Face to Face with the 30s and 40s: American Music Comes of Age

Thursday, May 14 at 1 p.m. at St. John’s United Methodist Church, 1200 Old Pecos Trail

The 1930s and 40s were trail-blazing decades in the development of American classical music. Many American composers had spent time in the 1920s living and writing music in Paris while studying with Nadia Boulanger. As events in Europe grew increasingly ominous, they returned to the U.S. where Roger Sessions, Virgil Thomson, and Aaron Copland in particular organized concerts to develop audiences and put American music on the map. During the Depression, the WPA sponsored both film and dance projects for which composers such as Copland, Thomson, and Roy Harris wrote. Well-known to Renesan audiences, Ms. Helin will share personal anecdotes of her working relationships with Virgil Thomson and Aaron Copland and play piano works by Thomson, Copland, Sessions, Harris, and Samuel Barber as she explores the work of these fertile decades.
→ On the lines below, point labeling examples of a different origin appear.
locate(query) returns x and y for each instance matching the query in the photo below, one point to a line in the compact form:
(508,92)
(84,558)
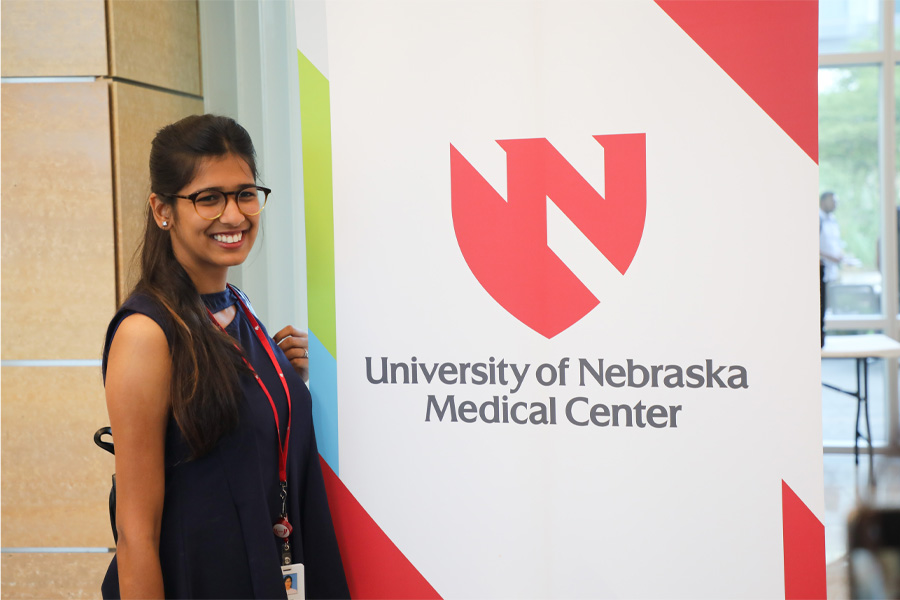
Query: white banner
(576,313)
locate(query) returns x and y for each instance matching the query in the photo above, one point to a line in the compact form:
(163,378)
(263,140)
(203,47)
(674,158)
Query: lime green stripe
(315,125)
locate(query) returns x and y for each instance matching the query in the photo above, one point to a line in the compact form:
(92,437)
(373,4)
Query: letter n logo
(504,241)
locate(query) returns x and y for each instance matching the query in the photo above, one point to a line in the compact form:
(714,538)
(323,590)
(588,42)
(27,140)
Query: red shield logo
(504,241)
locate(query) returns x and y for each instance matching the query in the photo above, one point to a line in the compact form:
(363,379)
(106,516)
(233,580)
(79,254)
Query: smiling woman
(218,477)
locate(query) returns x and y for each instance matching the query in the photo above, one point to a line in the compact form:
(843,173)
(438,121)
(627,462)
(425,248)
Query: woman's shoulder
(152,319)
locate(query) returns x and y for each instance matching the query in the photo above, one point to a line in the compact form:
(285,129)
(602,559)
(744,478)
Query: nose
(232,215)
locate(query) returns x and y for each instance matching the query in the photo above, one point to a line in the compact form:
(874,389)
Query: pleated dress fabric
(216,539)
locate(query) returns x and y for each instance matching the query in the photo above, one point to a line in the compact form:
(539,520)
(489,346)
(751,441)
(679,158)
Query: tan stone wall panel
(138,113)
(70,575)
(156,42)
(58,276)
(53,38)
(56,481)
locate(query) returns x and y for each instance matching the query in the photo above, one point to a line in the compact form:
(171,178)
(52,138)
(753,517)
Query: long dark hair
(205,388)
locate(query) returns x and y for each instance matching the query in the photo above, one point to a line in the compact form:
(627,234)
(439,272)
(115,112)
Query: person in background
(217,472)
(831,250)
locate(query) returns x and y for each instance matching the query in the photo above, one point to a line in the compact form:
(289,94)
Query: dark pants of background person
(822,300)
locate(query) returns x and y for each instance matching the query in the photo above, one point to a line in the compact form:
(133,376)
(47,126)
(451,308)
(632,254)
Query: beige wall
(74,185)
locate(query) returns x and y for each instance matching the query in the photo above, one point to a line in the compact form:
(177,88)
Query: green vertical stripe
(315,125)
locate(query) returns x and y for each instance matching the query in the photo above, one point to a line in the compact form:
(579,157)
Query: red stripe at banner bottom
(374,566)
(804,549)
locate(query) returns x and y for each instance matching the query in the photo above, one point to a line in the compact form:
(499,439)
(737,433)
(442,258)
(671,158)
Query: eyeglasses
(210,204)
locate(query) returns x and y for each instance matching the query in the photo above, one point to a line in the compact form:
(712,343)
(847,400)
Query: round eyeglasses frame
(193,198)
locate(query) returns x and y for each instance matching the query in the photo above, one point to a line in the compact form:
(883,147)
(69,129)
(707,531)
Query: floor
(846,486)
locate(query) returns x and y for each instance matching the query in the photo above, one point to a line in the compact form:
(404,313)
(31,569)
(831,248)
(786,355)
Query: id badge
(293,581)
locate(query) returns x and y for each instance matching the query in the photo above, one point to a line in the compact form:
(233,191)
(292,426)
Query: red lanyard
(257,329)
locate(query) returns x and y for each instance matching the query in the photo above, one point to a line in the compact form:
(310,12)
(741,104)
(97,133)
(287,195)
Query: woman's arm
(138,375)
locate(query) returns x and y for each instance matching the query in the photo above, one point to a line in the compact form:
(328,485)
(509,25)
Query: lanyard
(282,528)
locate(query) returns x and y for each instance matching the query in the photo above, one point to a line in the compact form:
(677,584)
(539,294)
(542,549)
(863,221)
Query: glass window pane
(848,166)
(849,26)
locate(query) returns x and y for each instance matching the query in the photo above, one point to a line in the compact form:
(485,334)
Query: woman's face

Steinway Artist Jacquelyn Helin has played solo, concerto, and chamber performances in many of the renowned musical venues in the U.S. and Europe. She is especially well known for performing music by American composers such as Copland, Thomson, Barber, and George Gershwin. Her recordings of Thomson’s music for New World and Musical Heritage have garnered critical acclaim and she was a featured artist in the PBS documentary, Virgil Thomson at 90.